Men have frequently fallen into unpardonable contradictions, in attempting to make principles and laws meet which could never agree with each other. The Jews suffered themselves to be attacked without defending themselves on the Sabbath-day, and the Romans profited by these pious scruples. The council of Trent ordered the body of the constable of Bourbon, who had fought against the Pope, to be dug up, as if the head of the church was not as much subjected to war as others, since he is a temporal prince.

Pope Nicholas, in his answer to the Bulgarians, forbids them to make war in Lent, unless, he prudently adds, there be an urgent necessity.

FIRE, AND THE ORIGIN OF FIRE-WORKS.

In the Memoirs of the French Academy, a little essay on this subject is sufficiently curious; the following contains the facts:

FIRE-WORKS were not known to antiquity.-It is

certainly a modern invention. If ever the ancients employed fires at their festivals, it was only for religious purposes.

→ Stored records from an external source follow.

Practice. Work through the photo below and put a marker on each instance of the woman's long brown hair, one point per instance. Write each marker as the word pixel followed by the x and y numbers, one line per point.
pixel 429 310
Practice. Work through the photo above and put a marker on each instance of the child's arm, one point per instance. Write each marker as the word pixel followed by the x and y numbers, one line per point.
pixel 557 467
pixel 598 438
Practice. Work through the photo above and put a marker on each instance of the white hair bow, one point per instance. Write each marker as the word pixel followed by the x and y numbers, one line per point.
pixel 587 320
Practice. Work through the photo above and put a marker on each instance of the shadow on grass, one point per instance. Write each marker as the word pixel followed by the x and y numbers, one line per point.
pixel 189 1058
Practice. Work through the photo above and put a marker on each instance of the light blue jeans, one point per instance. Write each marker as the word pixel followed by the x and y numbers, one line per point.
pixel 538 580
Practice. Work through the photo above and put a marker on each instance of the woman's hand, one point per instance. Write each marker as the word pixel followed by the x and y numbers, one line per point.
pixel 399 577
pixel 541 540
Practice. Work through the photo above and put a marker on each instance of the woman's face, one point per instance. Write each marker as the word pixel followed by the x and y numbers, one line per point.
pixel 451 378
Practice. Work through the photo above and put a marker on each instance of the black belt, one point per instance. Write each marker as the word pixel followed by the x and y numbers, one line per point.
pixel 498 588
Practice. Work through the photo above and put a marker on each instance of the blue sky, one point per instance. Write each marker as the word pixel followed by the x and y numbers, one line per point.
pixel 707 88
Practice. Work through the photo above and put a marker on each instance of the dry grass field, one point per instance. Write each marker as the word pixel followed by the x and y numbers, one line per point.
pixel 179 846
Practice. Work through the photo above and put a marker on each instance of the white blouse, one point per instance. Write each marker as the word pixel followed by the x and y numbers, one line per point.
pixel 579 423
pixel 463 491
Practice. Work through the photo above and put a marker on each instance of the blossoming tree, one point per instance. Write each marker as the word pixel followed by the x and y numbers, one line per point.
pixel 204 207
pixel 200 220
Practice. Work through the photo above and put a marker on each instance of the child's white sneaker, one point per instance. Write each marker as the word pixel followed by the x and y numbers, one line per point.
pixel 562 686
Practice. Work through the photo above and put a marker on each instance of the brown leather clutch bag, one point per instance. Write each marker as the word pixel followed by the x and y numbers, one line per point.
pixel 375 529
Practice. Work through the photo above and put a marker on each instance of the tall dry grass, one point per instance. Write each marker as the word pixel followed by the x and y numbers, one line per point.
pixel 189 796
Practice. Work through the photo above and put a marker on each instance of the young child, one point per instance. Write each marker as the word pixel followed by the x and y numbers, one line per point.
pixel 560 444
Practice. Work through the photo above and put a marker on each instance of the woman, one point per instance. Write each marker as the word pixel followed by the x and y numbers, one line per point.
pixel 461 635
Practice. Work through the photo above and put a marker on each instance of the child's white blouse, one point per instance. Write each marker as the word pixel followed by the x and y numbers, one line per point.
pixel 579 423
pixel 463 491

Fire, in primeval ages, was a symbol of respect, or an instrument of terror. In both these ways God manifested himself to man. In the holy writings he compares himself sometimes to an ardent fire, to display his holiness and his purity; sometimes he renders himself visible under the form of a burning bush, to express himself to be as formidable as a devouring fire: again, he rains sulphur; and often, before he speaks, he attracts the attention of the multitude by flashes of lightning.

Fire was worshipped as a divinity by several idolaters: the Platonists confounded it with the heavens, and considered it as the divine intelligence. Sometimes it is a symbol of majesty.-God walked (if we may so express ourselves) with his people, preceded by a pillar of fire; and the monarchs of Asia, according to Herodotus, commanded that such ensigns of their majesty should be carried before them. These fires, according to Quintus Curtius, were considered as holy and eternal, and were carried at the head of their armies on little altars of silver, in the midst of the magi who accompanied them and sang their hymns.

Fire was also a symbol of majesty amongst the Romans; and if it was used by them in their festivals, it was rather employed for the ceremonies of religion than for a peculiar mark of their rejoicings. Fire was always held to be most proper and holy for sacrifices; in this the Pagans imitated the Hebrews. The fire so

carefully preserved by the Vestals was probably an imitation of that which fell from heaven on the victim offered by Aaron, and long afterwards religiously kept up by the priests. Servius, one of the seven kings of Rome, commanded a great fire of straw to be kindled in the public place of every town in Italy to consecrate for repose a certain day in seed-time, or sowing.

The Greeks lighted lamps at a certain feast held in honour of Minerva, who gave them oil; of Vulcan, who was the inventor of lamps; and of Prometheus, who had rendered them service by the fire which he had stolen from heaven. Another feast to Bacchus was celebrated by a grand nocturnal illumination, in which wine was poured forth profusely to all passengers. A feast in memory of Ceres, who sought so long in the darkness of hell for her daughter, was kept by burning a number of torches.

Great illuminations were made in various other meetings; particularly in the Secular Games, which lasted three whole nights; and so carefully were they kept up, that these nights had no darkness.

In all their rejoicings the ancients indeed used fires ; but they were intended merely to burn their sacrifices, and which, as the generality of them were performed at night, the illuminations served to give light to the ceremonies.

Artificial fires were indeed frequently used by them, but not in public rejoicings; like us, they employed them for military purposes; but we use them likewise successfully for our decorations and amusement.